Co-ops have been part of Canadian higher ed for a long time (UBC bike coop , Laval U bookstore coop


Collaborative sector solution… We can’t do it alone at individual institutions but are looking for a model that would allow have and have not institutions to address challenges common to us all. These challenges include reluctant or overstretched IT departments, FIPPA (privacy) laws and guidelines, expertise,  resources, and a need to expand ed tech platforms beyond the LMS.


Reduce effort and duplication of effort.


Explore the potential of a new model for cooperating around ed tech outside of a ‘shared services’, vendor-centric model through a platform cooperative.
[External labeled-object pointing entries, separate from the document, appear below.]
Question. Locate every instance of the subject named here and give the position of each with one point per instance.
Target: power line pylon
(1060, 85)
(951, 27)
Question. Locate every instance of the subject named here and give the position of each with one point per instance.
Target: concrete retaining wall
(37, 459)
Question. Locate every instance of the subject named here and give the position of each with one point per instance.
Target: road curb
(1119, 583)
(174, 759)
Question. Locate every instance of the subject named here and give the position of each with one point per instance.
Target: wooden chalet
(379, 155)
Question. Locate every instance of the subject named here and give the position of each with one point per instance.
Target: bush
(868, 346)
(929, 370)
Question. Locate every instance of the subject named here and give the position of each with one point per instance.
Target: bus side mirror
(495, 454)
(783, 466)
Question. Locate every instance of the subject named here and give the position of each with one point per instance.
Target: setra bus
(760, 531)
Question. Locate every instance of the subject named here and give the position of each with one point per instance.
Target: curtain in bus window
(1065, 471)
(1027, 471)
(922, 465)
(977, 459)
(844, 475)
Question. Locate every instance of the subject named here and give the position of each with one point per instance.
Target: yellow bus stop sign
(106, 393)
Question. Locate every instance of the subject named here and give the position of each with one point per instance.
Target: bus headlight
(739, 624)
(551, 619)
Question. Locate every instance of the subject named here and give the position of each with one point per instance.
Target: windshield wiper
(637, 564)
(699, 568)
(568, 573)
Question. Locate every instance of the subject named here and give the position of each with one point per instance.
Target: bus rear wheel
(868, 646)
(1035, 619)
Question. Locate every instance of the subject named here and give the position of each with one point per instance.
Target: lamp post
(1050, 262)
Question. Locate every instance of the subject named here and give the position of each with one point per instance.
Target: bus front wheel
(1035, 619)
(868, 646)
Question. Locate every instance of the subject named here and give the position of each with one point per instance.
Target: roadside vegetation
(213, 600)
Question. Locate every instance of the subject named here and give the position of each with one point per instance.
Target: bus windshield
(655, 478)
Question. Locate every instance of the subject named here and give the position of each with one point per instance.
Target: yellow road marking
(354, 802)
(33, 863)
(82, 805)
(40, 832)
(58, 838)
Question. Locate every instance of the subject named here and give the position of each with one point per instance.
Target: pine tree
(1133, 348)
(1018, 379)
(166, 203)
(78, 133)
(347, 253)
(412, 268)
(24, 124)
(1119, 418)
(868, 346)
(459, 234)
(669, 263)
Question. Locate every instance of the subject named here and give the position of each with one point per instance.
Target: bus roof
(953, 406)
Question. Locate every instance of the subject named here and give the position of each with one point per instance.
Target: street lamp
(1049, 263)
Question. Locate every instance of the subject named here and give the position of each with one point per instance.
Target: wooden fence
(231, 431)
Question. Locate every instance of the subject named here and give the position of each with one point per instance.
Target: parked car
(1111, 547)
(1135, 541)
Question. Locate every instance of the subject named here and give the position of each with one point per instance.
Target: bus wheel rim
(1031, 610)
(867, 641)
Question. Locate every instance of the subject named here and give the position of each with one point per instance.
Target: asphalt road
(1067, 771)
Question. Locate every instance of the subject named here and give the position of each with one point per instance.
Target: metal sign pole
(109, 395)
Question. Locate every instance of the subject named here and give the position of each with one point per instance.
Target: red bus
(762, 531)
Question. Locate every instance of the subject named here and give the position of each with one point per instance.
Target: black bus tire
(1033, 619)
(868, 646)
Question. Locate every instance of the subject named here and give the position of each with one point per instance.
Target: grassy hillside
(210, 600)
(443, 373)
Thoughts on Platform Cooperativism from Ours To Hack And To Own:

  • “First, platforms are us: Platforms aren’t just software applications and the companies that administer them. What gives a platform value, in most cases, is the community of users that employ the platform, along with the networks, data, and ideas they create. In other words, what makes platforms so valuable is what we put into them. Second, platforms don’t need to be treated as commodities.”
  • “Platform cooperatives—as a direct affront to the platform monopolies characterizing digital industrialism—offer a means of both reclaiming the value we create and forging the solidarity we need to work toward our collective good”
  • “The idea of disintermediation was central to the emancipatory visions of the Internet, yet the landscape today is more mediated than ever before. If we want to think more about the consequences of an increasingly centralized Internet, we need to start by addressing the cause of this centralizing. The Internet was colonized by capitalist platforms; centralization is required to capture profit. Disintermediating platforms were ultimately reintermediated by capitalist investors dictating that communications systems be built to capture profit …. by keeping the computational capacity in the hands of the users, we prevent the communication platform from becoming capital, and we prevent the users from being instrumentalized as audience commodity.”

The co-op framework

  • adopt multi-stakeholder governance models
  • contribute to the creation of immaterial and material commons
  • socially and politically organized around pan-institutional concerns, even if they produce locally.